Analysis using clouds
Discussion from 2008 Working Group report
This section discusses using clouds for analysis, based on the discussion in the 2008 Working Group report.
In exploring the tool Wordle as an approach to representing the key ideas from an interview in word clous, the Working Group generated word clouds for three interviews: Winifred Asprey, Tracy Camp, and Susan Gerhart. The tool Wordle appealed to the WG members initially because of the aesthetics and the simplicity of representing a multi-page interview as an artistic arrangement of words.
The three sample clouds suggest three sources of “noise” in this type of analysis.
- First, without pre-editing, multi-word phrases display in the word cloud as individual words, for example “computer” and “science”, rather than “computer science.”
- Second, some words common in spoken language can add results potentially irrelevant to the study; for example, occurrences of the words “one” and “two”, or prominent appearances of the adverb “really” and the interjection “well”.
- Three, because the interview questions also appear in the text, the words spoken by the interviewer affect the overall frequencies.
The Working Group explored several methods for minimizing the effects of “noise” on the resulting word cloud.
- The transcript can be edited to force phrases to be evaluated as a unit by replacing the space by a tilde character, for example “computer~science.”
- To reduce the impact of “noise” words, the researcher can successively refine the transcript to prevent these words from appearing in the word cloud results.

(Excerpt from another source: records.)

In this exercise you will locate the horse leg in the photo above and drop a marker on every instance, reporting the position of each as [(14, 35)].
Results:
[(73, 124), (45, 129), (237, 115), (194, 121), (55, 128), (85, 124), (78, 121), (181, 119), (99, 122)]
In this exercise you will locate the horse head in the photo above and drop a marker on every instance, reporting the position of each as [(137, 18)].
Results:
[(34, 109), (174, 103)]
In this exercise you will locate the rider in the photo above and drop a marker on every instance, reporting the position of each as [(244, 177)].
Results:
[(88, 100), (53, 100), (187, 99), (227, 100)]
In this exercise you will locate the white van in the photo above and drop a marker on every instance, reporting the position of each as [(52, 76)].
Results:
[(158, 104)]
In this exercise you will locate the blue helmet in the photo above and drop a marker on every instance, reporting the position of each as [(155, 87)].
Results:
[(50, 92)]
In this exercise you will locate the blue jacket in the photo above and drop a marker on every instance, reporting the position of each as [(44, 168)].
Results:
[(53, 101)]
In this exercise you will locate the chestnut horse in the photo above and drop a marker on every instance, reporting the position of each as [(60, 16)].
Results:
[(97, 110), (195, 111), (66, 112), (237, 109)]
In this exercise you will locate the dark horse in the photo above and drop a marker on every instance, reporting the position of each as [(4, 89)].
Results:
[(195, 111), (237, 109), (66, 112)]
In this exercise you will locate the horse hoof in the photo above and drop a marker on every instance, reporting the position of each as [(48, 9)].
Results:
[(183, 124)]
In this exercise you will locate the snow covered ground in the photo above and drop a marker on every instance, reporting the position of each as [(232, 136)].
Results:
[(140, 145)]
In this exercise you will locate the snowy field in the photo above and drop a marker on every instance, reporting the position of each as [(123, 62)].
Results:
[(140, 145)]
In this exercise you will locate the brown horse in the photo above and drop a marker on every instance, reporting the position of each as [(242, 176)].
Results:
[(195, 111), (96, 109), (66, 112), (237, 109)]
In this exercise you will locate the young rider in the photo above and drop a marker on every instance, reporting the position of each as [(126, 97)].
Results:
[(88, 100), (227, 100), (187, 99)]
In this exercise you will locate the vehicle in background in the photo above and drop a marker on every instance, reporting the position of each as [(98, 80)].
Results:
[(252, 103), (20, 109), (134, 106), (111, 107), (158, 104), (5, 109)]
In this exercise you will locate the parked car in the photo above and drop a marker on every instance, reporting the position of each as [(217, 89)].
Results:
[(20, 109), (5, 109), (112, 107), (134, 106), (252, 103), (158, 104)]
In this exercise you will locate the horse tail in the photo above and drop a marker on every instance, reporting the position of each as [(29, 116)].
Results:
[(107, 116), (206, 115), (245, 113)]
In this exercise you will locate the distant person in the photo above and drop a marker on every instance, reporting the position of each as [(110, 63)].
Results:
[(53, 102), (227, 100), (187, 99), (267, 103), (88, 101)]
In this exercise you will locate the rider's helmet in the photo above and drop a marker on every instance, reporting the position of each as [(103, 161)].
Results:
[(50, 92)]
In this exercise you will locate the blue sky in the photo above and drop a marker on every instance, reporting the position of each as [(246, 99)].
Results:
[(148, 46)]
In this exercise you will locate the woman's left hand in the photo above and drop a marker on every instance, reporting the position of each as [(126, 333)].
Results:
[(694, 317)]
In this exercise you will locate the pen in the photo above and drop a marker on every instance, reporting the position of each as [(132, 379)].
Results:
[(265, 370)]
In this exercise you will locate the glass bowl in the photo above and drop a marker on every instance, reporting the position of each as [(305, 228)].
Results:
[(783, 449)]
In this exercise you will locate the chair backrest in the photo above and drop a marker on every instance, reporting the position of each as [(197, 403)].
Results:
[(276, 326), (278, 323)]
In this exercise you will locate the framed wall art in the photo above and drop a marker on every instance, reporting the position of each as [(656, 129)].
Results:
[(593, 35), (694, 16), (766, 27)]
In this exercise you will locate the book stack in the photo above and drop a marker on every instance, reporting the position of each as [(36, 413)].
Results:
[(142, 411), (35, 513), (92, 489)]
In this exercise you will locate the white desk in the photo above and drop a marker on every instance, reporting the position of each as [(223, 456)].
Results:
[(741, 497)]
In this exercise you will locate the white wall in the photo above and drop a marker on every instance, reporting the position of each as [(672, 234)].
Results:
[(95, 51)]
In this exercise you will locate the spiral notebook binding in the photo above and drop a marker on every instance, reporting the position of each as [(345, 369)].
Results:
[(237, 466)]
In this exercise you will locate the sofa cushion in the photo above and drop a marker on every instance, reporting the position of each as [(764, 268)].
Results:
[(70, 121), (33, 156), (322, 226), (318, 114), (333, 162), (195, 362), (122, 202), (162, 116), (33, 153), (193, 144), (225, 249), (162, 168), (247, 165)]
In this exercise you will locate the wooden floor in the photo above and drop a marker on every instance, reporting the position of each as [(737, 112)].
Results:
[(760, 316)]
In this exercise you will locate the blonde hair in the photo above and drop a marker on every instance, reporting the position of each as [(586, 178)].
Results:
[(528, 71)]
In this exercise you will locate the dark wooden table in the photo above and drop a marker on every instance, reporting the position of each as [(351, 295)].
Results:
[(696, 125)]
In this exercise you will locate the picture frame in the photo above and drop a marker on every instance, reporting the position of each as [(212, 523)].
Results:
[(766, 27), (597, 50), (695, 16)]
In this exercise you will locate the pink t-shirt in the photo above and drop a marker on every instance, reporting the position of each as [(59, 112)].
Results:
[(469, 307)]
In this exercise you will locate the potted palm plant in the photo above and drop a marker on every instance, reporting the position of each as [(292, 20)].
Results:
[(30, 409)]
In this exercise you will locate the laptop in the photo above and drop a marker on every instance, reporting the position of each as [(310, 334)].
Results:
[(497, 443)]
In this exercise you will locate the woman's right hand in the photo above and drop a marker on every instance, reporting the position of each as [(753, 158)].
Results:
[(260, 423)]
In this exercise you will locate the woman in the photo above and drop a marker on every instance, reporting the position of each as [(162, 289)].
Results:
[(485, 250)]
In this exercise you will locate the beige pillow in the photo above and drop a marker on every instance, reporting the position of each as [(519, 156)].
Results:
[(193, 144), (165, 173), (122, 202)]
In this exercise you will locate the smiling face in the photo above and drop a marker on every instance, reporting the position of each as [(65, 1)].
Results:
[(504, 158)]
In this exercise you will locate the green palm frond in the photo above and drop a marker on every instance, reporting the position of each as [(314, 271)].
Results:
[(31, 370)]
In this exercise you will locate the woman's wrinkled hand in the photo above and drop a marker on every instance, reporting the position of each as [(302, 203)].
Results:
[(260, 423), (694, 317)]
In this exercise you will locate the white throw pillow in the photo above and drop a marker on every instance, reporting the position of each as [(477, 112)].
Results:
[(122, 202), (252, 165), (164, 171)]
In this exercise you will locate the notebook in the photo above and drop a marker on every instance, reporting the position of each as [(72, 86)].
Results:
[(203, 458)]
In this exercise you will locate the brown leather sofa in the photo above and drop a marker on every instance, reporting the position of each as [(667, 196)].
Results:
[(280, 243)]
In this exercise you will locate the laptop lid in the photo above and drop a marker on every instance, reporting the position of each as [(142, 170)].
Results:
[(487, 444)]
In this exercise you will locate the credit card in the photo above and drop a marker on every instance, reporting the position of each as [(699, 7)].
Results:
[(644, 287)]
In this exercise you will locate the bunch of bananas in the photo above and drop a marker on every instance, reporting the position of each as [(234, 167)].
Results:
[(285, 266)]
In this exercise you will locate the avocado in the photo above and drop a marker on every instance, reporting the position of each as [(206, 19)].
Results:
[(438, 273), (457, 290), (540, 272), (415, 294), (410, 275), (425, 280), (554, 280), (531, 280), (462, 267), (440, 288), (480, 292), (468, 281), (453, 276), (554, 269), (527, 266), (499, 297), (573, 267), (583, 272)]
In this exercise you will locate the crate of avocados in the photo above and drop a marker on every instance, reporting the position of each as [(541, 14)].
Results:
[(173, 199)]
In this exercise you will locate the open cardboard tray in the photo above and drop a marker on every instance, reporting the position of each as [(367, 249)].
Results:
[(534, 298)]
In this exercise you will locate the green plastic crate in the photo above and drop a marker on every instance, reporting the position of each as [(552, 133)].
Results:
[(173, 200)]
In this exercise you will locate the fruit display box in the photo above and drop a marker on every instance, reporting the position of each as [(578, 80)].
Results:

On each pass, the researcher generates a word cloud, observes occurrences of words that are irrelevant to the study, and creates an edited version of the transcript that replaces each “noise” word by one that the generation tool ignores (such as “a”).
- To eliminate words uttered by the interviewer, rather than the interviewee, the researcher can create a version of the transcript where the questions have been eliminated. These steps can help ensure that the word cloud for that interview highlights the main ideas from the interview.